# New 50 gallon



## killjoy391 (Jun 6, 2007)

im planning on an upgrade to a 50 gallon tank soon and i was wondering wat kinda fish and motile inverts would be able to go with my 2 ocellaris clowns, royal gramma, and cleaner shrimp?


----------



## Lupin (Aug 2, 2006)

killjoy391 said:


> im planning on an upgrade to a 50 gallon tank soon and i was wondering wat kinda fish and motile inverts would be able to go with my 2 ocellaris clowns, royal gramma, and cleaner shrimp?


Fish: green chromis, banggai cardinal, lawnmower blenny

Invertebrates: porcelain crabs on top of my head. Is this reef system?


----------



## Cody (Dec 22, 2007)

Fish Additions: Gobies of many sorts, Kaudren's Cardinal, Bicolor Pseudochrmois (similar to Royal Gramma), Firefish, and some blennies/wrasses (dependent on system).

Inverts: Porcelain Crab (as mentioned), Peppermint Shrimp, Astrea Starfish, Sand-shifting Starfish, feather dusters, some sponges, and possibly 1 anenome.
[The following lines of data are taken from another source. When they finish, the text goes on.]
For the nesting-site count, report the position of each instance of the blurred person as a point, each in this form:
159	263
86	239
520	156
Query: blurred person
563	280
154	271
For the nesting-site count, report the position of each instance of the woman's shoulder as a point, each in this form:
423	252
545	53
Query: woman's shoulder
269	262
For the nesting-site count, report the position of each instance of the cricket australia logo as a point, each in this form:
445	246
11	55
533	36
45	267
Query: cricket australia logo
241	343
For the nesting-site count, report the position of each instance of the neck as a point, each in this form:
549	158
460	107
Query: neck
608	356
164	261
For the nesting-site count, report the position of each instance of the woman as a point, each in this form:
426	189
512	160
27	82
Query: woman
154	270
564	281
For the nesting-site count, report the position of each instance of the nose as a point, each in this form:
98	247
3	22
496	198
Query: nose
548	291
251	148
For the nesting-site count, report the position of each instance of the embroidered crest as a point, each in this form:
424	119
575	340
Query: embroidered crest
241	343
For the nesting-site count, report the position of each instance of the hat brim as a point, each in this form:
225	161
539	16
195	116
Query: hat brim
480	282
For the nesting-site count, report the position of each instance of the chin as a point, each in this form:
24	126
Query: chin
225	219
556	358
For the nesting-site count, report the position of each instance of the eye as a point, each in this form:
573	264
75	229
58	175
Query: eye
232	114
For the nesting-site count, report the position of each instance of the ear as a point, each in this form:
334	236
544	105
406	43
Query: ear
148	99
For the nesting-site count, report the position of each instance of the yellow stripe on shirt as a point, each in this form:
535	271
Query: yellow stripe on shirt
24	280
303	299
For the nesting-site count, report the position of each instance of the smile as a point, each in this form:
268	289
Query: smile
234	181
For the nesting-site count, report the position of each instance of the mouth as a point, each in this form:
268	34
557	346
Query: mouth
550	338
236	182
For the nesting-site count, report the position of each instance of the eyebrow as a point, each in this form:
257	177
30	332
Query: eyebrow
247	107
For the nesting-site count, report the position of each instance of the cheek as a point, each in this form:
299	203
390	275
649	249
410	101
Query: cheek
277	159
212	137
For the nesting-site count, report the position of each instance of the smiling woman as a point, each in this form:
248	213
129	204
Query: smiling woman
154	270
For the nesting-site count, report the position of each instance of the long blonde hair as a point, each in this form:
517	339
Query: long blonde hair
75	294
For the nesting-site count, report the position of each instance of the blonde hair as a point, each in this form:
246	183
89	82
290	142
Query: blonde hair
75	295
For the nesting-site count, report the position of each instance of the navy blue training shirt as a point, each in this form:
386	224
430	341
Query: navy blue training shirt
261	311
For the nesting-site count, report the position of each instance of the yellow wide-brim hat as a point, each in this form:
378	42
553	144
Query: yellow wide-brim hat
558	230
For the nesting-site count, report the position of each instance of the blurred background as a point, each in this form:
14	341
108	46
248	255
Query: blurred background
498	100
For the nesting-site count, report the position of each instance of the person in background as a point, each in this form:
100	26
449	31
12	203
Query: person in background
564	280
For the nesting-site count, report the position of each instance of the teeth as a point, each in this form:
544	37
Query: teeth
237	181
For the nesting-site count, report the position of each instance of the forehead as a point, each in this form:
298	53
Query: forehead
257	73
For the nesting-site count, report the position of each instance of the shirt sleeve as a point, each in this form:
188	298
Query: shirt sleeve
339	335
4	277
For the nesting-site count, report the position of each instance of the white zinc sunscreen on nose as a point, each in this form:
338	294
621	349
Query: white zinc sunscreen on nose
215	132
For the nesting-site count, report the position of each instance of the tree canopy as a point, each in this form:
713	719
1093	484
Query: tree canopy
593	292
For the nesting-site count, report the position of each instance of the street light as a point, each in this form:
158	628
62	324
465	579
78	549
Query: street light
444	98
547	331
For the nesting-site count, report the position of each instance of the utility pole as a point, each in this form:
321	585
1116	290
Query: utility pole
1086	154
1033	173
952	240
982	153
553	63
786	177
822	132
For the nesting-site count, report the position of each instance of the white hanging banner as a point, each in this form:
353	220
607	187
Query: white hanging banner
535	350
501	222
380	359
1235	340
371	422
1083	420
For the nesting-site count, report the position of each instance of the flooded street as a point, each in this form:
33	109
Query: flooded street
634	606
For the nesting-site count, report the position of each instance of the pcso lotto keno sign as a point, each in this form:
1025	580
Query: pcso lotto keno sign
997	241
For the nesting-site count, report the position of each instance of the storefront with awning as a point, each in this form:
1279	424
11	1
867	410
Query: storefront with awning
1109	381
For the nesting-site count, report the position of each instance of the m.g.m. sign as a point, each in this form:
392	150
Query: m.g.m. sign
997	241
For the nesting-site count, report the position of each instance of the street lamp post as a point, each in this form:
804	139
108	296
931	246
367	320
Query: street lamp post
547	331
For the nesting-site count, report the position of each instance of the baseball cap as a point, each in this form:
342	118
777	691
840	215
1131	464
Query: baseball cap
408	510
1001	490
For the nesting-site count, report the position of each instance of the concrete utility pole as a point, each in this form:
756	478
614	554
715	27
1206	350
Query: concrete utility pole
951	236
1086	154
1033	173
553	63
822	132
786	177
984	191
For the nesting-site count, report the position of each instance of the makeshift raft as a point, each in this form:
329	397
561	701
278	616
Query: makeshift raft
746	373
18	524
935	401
Again, what kind of system is this?


----------



## melo (Feb 27, 2008)

A lawnmower blenny would be a great addition, just got one myself and he is very hardy and active, great personality!


----------



## killjoy391 (Jun 6, 2007)

im thinking its probably gonna be a reef system. would a coral beauty or some other sort of dwarf angel be ok also?


----------